The message is clear, Twitter needs to rethink its business model and Musk is not the only one with this idea. Last Thursday Netflix started with the new subscription economical which is supported by advertising, while Amazon announced that it would suspend the creation of new positions within its advertising business. Hand in hand with Zuckerberg, Meta has invested billions of dollars in the development of the metaverse, betting on virtual reality as a new business niche. Apple, for its part, is betting on augmented reality by developing new technological infrastructure. Amazon, a retail company, already has its own content distribution channels, not to mention its satellite shipping division, a view that Bezos shares with Musk.

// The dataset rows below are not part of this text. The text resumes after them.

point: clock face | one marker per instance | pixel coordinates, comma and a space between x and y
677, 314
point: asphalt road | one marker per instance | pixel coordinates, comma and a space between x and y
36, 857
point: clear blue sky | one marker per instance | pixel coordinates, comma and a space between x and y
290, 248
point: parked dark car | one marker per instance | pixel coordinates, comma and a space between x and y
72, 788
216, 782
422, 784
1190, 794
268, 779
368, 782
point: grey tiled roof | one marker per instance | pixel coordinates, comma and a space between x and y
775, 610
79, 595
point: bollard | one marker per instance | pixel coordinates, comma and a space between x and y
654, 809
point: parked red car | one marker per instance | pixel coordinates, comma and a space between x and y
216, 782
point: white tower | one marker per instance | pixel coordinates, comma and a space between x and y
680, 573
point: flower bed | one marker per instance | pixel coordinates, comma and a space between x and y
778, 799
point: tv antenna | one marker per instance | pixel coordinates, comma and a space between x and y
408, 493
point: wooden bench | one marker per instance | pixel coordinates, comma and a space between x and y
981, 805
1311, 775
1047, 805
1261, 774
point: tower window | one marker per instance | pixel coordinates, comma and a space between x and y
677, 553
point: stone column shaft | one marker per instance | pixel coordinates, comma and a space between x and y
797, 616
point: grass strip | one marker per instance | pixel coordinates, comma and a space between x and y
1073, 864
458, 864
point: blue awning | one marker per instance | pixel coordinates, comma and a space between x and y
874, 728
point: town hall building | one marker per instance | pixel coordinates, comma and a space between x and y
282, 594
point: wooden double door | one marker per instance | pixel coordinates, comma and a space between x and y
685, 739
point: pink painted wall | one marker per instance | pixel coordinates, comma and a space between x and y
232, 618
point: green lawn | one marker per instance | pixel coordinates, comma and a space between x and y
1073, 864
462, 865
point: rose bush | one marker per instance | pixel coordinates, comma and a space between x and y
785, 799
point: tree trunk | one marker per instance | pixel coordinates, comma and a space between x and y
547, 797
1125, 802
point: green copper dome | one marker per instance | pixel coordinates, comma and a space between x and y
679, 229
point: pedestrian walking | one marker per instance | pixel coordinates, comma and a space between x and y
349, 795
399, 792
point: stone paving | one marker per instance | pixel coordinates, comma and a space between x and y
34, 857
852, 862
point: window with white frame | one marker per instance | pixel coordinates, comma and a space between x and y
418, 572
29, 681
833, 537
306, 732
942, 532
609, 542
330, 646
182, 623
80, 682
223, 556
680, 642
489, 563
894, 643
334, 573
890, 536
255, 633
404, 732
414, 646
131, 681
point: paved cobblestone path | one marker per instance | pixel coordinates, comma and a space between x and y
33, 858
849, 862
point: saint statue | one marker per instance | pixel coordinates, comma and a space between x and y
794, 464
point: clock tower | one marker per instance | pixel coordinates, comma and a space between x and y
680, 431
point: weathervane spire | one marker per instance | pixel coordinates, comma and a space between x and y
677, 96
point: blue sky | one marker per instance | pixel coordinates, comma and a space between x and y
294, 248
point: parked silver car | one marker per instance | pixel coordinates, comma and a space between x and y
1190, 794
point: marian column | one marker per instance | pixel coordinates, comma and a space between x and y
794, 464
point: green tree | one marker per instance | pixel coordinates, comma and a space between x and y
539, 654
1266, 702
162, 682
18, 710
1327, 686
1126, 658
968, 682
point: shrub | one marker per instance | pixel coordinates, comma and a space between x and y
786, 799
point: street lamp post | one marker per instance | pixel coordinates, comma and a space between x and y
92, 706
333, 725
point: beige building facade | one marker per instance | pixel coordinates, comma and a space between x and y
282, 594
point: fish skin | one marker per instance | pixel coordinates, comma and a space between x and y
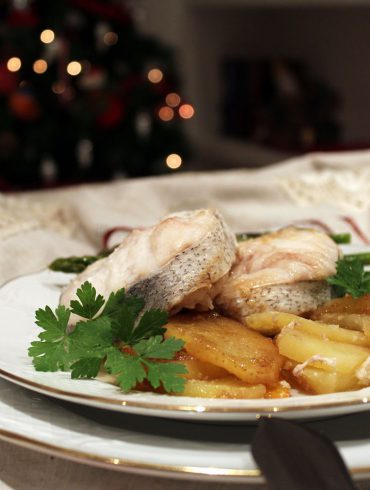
296, 298
281, 271
200, 251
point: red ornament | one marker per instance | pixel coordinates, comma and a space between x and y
112, 114
24, 106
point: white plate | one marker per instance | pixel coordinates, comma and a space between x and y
147, 445
20, 298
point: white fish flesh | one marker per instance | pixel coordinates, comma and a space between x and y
171, 265
282, 271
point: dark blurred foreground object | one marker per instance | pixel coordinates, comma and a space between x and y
292, 457
278, 104
83, 95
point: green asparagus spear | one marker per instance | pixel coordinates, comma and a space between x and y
340, 238
76, 264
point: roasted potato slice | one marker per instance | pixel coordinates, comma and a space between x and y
228, 344
347, 312
199, 369
318, 381
322, 353
351, 321
229, 387
273, 322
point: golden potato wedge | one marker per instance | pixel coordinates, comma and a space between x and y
228, 344
281, 390
325, 354
199, 369
270, 323
229, 387
348, 312
348, 305
351, 321
318, 381
273, 322
332, 332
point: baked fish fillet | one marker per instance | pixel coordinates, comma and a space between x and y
281, 271
172, 265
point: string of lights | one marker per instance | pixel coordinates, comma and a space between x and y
98, 88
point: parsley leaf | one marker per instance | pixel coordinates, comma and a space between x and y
91, 338
351, 278
168, 374
89, 303
128, 368
51, 352
114, 334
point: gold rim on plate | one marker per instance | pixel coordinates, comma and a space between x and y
121, 464
199, 408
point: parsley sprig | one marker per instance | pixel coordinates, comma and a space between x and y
350, 278
113, 334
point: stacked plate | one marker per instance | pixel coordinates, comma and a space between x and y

Social networks are undergoing a transformation phase that involves the integration of various niches into a single business that brings together distribution, content creation, retail sales from a virtual platform, immersive experiences such as virtual reality, video games or the metaverse, and financial technologies. (FinTech) that reduce or compress the margins of the collection and payment processing fees, and, why not?, infrastructure.

Dorsey and McKelvey, founders of Twitter, are currently focused on the development of Block, a payment platform that integrates applications for money transactions, credit and web hosting services. As the investor Kathy Wood has commented, the purchase of Twitter has to be read in this key: Musk seeks expanding Twitter’s reach to include payments through a WeChat-like digital wallet, resurrecting Vine as a short-form video alternative to TikTok, and growing its subscription business through Twitter Blue. Zuckerberg, whose platform has 3 billion users, has gone even further by proposing the DIEM cryptocurrency as a native payment method for Meta.

In other words, we are at the dawn of a technological and commercial war to create the new super application. The real risk of this technological adventure is not only in social polarization, the absolute displacement of the State as a regulatory entity, but in the control of the destiny of millions of human beings whose lives will literally pass through these applications. After all, who votes for CEOs?